Das Vorhandensein dieses Eisencarbonats weist direkt darauf hin, dass das in der Uratmosphäre vorhandene Kohlendioxid eingefangen und in fester Form in Gesteinen gespeichert wurde. Der von der Roboterausrüstung dokumentierte geologische Prozess untermauert die Theorie, dass der Planet über einen längeren Zeitraum eine bewohnbare Umgebung mit flüssigem Wasser auf seiner Oberfläche hatte, bevor er sich in die heute beobachtete trockene Wüste verwandelte.
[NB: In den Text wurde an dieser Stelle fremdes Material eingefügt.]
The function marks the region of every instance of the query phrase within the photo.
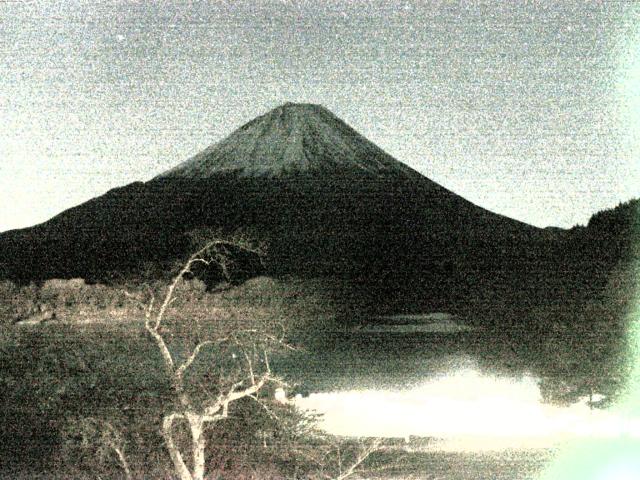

Kontext der Erkundung auf dem Hügel Sharp
Die Wahl des Kraters Gale und insbesondere der Hänge des Mount Sharp als Hauptziele der Mission basiert auf der reichen Stratigraphie des Ortes, die wie ein offenes Buch über die Chronologie des Mars fungiert. Die unteren Schichten des Berges weisen deutliche Spuren alter Seen und Flüsse auf, während die höheren Abschnitte einen Übergang zu einem zunehmend trockeneren Klima zeigen. Die Identifizierung spezifischer Mineralien in diesen Übergangszonen ermöglicht es Forschern, die genauen Umweltbedingungen zu rekonstruieren, die die Klimaentwicklung des Planeten über geologische Zeitalter hinweg bestimmt haben.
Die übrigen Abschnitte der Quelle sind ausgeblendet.